The article goes on to say:

"Overall, the military consumes about 1.2 million barrels, or more than 50 million gallons of fuel, each month in Iraq at an average $127.68 a barrel. That works out to about $153 million a month.

Historically, these figures are astounding. In World War II, the average fuel consumption per soldier or Marine was about 1.67 gallons a day; in Iraq, it's 27.3 gallons, according to briefing slides prepared by a Pentagon task force established to review consumption."

The article is careful to say that this is a drop in the bucket compared to world oil consumption...
They have to say that? The American Military is consuming so much oil fighting in Iraq it is important to note they are not disrupting world energy flow...

"More Fight Less Fuel."
more fuel more fight
more fuel less fight
less fight less fuel

Saturday, March 1, 2008

This Oil Is Not Good To Eat

I'm not sure how I feel about this project today.
There are moments when the new thing I learn feels far bigger than anything I expected, and at those moments I think it would be nice to move backward -- to tell the snake, thank you very much but I am not hungry just now. That apple is unappealing, not because anyone ordered or because you hiss in that way that you do -- simply because I am happy enough, looking around at things the way I see them today...

There was a protest today -- in a today ahead of us now -- in Armenia. There was an election. Some people feel it was rigged. Some people protest. Some people are wounded. The short Reuters story says:

"We were asleep," said one of the protesters who had been keeping an overnight vigil in the square.

"They came and they started to beat us up. They had truncheons," said the man, who showed Reuters a broken finger. He declined to give his name.

The protests had risked destabilising Armenia, a former Soviet republic that lies in a Caucasus mountains region now emerging as an important transit route for oil and gas supplies from the Caspian Sea to world markets.

I didn't know there was oil in Armenia.
I did know there was a genocide there. A million and a half people died.



I've been reading around a little this morning -- often on Wikipedia, which I don't trust in the least -- also on some university sites, which I do tend do believe. One of the things I read said that the difference between the Holocaust and the Armenian Genocide that took place during WWI was that the Holocaust was religious and the Armenian Genocide was political. Hitler is said to have looked to the world's forgetting of the Armenians as supportive evidence that no one would care what he did to the Jews.

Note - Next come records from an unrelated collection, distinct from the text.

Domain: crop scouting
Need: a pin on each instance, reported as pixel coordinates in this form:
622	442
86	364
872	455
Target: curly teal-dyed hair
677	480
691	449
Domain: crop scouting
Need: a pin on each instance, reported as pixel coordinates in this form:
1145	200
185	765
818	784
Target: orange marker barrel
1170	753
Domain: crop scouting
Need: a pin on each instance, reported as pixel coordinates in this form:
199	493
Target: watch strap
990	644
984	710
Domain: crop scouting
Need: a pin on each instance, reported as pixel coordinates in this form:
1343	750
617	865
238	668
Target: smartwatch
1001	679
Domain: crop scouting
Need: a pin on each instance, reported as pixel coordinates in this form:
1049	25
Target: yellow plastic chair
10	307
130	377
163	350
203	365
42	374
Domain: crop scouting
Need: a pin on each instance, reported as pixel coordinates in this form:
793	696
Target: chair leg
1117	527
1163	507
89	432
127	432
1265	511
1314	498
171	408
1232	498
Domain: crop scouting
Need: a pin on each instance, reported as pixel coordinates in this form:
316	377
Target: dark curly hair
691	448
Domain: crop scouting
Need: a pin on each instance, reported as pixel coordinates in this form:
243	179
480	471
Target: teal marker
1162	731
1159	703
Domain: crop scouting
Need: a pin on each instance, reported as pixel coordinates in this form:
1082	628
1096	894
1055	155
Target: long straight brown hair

There is an unattributed quote on Wikipedia that places oil discovery in the region as early as the 3d and 4th centuries.

"The following paragraph from the accounts of the famous traveler Marco Polo is believed to be a reference to Baku oil: "Near the Georgian border there is a spring from which gushes a stream of oil, in such abundance that a hundred ships may load there at once. This oil is not good to eat; but it is good for burning and as a salve for men and camels affected with itch or scab. Men come from a long distance to fetch this oil, and in all the neighbourhood no other oil is burnt but this.""

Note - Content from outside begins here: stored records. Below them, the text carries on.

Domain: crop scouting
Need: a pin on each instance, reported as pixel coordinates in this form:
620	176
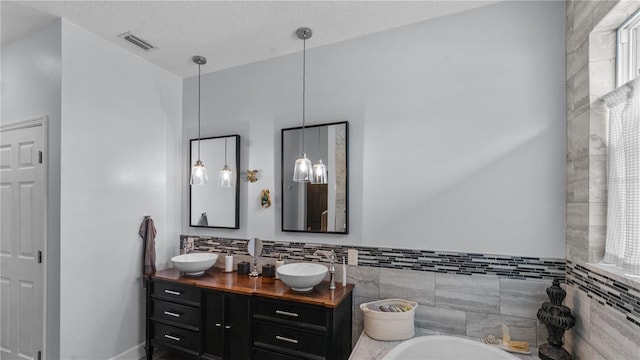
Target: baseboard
135	353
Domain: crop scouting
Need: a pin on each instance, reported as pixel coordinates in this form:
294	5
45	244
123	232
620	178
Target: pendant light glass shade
198	174
225	176
319	173
302	169
198	171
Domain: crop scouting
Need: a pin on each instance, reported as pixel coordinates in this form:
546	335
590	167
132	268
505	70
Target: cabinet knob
170	313
282	338
286	313
174	338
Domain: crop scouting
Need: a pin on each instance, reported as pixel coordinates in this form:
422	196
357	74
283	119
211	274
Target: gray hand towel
148	233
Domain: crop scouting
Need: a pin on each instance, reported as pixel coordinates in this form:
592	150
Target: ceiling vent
144	45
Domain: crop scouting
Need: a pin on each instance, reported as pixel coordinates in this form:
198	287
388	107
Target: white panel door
22	236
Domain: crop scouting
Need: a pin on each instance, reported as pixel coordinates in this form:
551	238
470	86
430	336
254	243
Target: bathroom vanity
228	316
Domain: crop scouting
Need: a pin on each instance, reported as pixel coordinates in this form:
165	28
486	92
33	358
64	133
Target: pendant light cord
199	138
225	152
304	78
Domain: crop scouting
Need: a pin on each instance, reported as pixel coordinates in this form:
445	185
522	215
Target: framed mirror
318	206
212	205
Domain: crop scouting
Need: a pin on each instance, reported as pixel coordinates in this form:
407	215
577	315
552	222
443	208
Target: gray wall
111	179
31	88
467	111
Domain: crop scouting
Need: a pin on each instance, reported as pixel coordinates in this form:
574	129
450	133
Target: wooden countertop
216	279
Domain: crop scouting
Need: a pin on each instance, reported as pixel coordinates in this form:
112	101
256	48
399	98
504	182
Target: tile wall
457	293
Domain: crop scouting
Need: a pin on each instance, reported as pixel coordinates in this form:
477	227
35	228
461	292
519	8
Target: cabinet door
227	326
238	320
214	324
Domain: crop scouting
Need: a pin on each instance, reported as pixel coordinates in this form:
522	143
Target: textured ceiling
227	33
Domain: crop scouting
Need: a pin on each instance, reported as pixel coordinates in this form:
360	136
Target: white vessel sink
302	276
194	263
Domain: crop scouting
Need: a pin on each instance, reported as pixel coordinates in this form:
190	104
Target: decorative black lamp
557	318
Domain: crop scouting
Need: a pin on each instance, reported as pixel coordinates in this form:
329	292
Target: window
623	159
628	50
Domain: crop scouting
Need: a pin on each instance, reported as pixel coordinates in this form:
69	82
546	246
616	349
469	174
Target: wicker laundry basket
389	326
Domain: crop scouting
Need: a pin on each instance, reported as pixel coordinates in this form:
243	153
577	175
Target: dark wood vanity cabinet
230	316
227	329
291	330
174	317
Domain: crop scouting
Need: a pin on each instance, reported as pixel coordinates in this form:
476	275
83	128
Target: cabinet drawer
176	337
176	292
175	313
260	354
291	340
266	309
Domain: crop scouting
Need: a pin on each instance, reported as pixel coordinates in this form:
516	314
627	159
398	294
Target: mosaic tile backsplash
607	291
514	267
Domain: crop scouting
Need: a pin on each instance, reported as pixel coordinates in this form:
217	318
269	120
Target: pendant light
224	178
319	169
302	169
198	171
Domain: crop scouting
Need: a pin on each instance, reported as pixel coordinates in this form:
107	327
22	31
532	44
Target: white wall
467	111
31	88
121	146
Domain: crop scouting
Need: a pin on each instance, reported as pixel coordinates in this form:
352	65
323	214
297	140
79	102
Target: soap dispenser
228	262
279	263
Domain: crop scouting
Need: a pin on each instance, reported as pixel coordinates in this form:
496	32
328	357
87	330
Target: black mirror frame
237	184
346	230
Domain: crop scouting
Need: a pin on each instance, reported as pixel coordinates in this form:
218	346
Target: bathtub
445	347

In October a headline in the Times read, "Turks Angry Over House Armenian Genocide Vote."

ISTANBUL, Oct. 11 — Turkey reacted angrily Thursday to a House committee vote in Washington to condemn as genocide the mass killings of Armenians in Turkey that began during World War I, recalling its ambassador from Washington and threatening to withdraw its support for the Iraq war.

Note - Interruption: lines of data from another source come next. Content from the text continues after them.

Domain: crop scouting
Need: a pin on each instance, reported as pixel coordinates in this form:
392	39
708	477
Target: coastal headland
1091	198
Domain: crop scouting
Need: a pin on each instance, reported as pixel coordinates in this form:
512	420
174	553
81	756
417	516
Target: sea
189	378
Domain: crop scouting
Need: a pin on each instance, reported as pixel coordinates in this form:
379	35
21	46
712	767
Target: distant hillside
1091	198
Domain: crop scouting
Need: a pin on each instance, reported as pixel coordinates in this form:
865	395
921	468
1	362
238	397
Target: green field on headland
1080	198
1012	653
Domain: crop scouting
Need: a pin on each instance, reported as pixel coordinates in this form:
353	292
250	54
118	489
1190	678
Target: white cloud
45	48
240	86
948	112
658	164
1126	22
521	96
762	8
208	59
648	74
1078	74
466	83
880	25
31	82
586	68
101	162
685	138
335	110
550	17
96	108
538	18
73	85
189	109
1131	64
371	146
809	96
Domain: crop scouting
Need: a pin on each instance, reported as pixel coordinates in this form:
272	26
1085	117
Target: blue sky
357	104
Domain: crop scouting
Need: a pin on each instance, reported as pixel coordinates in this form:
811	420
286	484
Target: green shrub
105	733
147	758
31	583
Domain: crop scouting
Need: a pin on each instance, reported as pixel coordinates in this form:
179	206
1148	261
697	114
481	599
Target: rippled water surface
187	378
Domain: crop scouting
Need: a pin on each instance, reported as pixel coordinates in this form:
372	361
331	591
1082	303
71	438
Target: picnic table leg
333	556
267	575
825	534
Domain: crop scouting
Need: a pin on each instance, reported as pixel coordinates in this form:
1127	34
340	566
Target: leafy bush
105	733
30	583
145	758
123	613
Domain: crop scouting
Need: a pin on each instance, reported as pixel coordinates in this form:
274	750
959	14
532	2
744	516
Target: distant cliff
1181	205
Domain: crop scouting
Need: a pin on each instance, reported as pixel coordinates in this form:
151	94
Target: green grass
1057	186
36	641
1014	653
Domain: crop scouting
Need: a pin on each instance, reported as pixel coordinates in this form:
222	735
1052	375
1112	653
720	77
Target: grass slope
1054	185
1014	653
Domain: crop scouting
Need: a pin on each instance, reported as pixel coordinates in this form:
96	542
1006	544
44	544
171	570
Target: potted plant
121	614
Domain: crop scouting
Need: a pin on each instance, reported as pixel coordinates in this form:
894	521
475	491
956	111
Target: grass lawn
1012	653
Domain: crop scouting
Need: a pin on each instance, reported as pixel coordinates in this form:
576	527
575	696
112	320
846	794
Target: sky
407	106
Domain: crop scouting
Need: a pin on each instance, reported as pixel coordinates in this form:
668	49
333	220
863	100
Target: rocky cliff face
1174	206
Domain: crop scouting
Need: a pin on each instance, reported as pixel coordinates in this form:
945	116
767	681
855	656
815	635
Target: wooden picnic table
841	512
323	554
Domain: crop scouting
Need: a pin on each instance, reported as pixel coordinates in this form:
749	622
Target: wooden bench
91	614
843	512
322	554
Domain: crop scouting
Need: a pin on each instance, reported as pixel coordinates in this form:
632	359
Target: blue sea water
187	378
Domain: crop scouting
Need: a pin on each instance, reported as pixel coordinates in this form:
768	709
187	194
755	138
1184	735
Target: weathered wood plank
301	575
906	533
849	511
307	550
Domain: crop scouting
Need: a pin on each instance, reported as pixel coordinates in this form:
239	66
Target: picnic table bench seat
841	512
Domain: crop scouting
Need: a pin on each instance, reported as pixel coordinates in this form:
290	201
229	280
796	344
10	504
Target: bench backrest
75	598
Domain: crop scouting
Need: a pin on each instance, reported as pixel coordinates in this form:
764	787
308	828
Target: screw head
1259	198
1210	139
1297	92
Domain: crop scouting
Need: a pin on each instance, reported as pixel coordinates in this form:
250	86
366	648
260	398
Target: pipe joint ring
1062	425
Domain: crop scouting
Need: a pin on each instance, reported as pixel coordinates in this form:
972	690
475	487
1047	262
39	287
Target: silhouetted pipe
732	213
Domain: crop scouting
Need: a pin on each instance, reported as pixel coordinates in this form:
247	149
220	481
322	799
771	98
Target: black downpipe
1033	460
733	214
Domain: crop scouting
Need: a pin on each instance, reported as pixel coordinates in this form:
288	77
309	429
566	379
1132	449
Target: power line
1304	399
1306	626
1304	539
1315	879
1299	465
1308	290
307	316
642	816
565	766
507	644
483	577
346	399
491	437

The article went on to say,
The House vote comes at a particularly inopportune time. Washington has called on Turkey to show restraint as its military mobilizes on the border with Iraq, threatening an incursion against Kurdish insurgents. On Thursday, Turkish warplanes were reported to be flying close to the border, but not crossing it.

Since that time the Turks have crossed over it.
It's a lot of oil -- the pipeline in the Caspian Sea...

There was a poster hanging in my favorite bakery in high school -- it read:

"I should like to see any power of the world destroy this race, this small tribe of unimportant people, whose wars have all been fought and lost, whose structures have crumbled, literature is unread, music is unheard, and prayers are no more answered. Go ahead, destroy Armenia. See if you can do it. Send them into the desert without bread or water. Burn their homes and churches. Then see if they will not laugh, sing and pray again. For when two of them meet anywhere in the world, see if they will not create a New Armenia."
-- William Saroyan

A friend has been involved for a decade or more in a documentary project in Armenia.
Take a look at his beautiful website. Go to the Armenia Portfolio.



I have this theory that Adam and Eve weren't expelled at all -- they were just focused further out. Nothing at all was different, they just hadn't noticed the way things were.

Thursday, February 21, 2008

I Didn't Learn A Thing

Sometimes you just need to know the story.

Or at least an idea of a story... Yesterday it came up that Central Asia is another major factor in the short term issues of energy production, and I had no idea why.

There's a bunch of oil and natural gas in Central Asia. It's seen (by the government by the oil companies by some economists) as one possible source of release from dependence on Middle Eastern oil.

I know so little I actually had to pull out a map -- where is this area I'm about to try to talk about -- this morning I read a December article which laid the issues out pretty well, it seemed ... the article centered around an energy field in Uzbekistan.


Copyright 2007 The New York Times Company

I had to pull out a map. Sometimes my lack of geographical knowledge scares me. Bukhara is somewhat central Uzbekistan; two countries north of Iran and Afghanistan -- two countries west of China.

((seems mighty close to the problem area itself...))

Anyway -- there's a lot of energy there -- natural gas and oil. There seem, from this article, anyway, to be two major issues with supply -- one is that Russia has a major stake in the production there. They have put a lot of money in, are putting in more, and have no inclination to leave the area for western development. To hear the story the whole globe is still in a land grab -- Russia V. The West -- or Exxon V. Lukoil. Somehow I'm imagining a spaghetti western...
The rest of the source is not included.